その後、俺たちは俺が生まれた部屋に戻り、俺は再び揺りかごに寝かされた。
どうやら、どこかの大帝国の皇太子として転生してしまったらしい。あとは、この世界に巨大な伝説の生き物がいるのか、それとも魔法が存在するのかどうかだ。

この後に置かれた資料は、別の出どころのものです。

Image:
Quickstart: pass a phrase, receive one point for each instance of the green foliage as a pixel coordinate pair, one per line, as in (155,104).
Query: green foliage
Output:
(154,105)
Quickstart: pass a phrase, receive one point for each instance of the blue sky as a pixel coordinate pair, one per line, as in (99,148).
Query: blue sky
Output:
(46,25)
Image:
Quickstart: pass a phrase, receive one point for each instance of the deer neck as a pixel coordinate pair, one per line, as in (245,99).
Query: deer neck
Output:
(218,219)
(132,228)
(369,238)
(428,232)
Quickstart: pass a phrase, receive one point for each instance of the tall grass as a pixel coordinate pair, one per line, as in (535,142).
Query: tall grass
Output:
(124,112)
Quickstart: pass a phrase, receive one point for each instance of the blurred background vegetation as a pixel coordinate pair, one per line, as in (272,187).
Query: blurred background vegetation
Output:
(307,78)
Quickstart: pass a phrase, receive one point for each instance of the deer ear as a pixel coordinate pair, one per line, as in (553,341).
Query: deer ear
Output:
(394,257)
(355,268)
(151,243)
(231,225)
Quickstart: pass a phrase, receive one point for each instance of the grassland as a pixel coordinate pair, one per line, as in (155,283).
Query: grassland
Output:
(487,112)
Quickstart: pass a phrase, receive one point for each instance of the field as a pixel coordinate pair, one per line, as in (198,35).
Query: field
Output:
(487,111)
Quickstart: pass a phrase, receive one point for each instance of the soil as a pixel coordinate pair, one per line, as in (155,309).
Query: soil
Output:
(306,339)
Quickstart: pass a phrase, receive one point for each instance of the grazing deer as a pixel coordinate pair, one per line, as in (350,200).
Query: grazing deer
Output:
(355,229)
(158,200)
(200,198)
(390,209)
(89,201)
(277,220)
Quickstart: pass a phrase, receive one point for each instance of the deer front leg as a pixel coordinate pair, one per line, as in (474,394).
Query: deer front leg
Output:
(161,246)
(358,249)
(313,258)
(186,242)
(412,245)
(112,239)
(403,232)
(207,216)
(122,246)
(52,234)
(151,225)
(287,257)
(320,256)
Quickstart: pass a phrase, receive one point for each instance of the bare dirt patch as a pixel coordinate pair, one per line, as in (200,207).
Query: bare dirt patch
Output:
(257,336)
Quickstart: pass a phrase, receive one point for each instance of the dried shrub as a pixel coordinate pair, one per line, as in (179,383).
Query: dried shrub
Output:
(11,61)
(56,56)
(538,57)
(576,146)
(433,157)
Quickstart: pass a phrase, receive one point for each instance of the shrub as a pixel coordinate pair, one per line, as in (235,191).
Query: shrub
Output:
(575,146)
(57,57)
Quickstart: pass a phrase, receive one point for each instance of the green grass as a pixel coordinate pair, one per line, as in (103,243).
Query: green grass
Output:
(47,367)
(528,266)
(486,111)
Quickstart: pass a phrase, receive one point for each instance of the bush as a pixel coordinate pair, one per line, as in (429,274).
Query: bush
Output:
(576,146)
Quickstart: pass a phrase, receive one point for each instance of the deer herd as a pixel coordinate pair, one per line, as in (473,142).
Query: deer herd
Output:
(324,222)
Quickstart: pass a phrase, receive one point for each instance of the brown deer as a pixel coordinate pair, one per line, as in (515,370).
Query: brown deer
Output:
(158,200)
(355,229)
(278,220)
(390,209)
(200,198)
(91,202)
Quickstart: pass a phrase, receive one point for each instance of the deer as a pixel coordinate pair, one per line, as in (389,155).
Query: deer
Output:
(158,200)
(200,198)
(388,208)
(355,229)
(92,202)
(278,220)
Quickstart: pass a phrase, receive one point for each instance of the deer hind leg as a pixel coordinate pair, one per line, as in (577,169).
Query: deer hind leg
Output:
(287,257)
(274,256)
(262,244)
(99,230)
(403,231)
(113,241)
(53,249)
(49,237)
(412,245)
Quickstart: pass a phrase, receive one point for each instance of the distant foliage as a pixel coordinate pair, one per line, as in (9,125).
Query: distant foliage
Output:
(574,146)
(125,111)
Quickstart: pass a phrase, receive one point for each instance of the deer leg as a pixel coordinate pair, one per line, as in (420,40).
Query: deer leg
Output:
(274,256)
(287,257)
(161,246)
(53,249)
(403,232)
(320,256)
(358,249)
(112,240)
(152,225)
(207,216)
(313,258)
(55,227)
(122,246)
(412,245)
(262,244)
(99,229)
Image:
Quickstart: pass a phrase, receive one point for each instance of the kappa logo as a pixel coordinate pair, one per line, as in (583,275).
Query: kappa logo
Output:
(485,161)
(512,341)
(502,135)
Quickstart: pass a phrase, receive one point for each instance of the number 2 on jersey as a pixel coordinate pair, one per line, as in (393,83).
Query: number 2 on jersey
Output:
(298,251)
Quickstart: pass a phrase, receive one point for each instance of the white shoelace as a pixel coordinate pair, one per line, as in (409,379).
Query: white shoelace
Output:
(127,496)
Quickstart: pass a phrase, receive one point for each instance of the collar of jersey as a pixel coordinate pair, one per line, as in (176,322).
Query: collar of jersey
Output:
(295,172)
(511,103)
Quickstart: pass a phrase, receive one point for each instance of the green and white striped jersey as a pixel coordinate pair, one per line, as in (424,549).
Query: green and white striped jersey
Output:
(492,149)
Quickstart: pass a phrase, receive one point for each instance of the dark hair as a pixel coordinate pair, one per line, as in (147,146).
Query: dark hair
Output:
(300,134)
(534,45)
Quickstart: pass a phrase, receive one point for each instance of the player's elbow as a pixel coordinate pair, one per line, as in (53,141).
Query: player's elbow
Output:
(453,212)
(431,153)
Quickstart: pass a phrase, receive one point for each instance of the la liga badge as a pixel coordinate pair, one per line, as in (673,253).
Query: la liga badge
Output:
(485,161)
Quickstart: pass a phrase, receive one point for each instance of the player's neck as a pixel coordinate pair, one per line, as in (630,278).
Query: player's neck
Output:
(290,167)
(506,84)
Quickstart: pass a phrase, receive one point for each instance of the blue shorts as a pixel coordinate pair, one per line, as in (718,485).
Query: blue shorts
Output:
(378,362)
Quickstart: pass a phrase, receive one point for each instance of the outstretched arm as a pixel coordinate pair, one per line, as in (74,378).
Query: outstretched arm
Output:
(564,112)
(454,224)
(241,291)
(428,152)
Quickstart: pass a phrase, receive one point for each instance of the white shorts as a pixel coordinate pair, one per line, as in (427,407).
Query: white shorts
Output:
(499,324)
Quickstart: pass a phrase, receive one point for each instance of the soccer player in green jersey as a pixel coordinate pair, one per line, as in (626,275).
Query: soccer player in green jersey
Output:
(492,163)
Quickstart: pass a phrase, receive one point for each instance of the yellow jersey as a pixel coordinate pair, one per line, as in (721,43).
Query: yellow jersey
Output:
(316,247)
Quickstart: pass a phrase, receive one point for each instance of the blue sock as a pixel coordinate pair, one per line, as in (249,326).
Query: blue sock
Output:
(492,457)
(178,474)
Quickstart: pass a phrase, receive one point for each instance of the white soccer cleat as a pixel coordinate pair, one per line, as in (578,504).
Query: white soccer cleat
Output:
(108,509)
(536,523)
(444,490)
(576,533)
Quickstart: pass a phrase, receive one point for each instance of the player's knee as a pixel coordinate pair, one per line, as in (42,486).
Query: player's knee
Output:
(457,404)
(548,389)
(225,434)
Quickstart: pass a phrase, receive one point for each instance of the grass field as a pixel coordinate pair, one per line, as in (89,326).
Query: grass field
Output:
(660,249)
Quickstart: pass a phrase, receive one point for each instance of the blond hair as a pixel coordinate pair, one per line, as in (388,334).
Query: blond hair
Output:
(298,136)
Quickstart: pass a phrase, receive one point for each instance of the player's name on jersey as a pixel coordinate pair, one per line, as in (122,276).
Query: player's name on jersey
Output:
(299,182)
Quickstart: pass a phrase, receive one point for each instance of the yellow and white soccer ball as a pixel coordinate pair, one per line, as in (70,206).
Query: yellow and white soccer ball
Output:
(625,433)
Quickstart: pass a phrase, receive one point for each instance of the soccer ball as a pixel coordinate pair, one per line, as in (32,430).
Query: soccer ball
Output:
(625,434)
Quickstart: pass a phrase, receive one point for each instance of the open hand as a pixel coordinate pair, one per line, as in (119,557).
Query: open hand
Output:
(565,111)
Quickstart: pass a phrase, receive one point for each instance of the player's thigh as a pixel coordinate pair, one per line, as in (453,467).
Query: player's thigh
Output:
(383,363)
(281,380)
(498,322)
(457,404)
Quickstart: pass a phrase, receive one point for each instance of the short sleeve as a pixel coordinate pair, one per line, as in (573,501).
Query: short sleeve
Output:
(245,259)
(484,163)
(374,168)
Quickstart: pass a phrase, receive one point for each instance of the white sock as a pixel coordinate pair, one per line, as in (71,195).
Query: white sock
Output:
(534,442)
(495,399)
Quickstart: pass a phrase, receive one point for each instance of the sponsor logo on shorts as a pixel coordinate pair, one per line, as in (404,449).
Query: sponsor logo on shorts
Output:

そういえば、玉座に座っていた別の種族の存在には気付いていた。月桂樹の冠を被ったエルフ。冠を持たない鹿の獣人。兜を被ったドワーフ。そして最後の一人は、緑色の肌でエルフのように尖った耳と出っ張った歯茎をしており――おそらくゴブリンだろう――骨の冠を被っていた。
ということは、この世界には人間だけじゃないってことだ。だが今のところ、魔法の兆候は見られない。
「オギャァァァ!オギャァァァ!」
ああ、また泣いてるわ俺。
「奥様、赤ん坊が用を足したようです」
「エルヴァ、頼むわね」
メイド服を着た黒髪の少女が近づいてくるのが見えた。だが、その胸があまりにもデカすぎて、顔が全く見えなかった。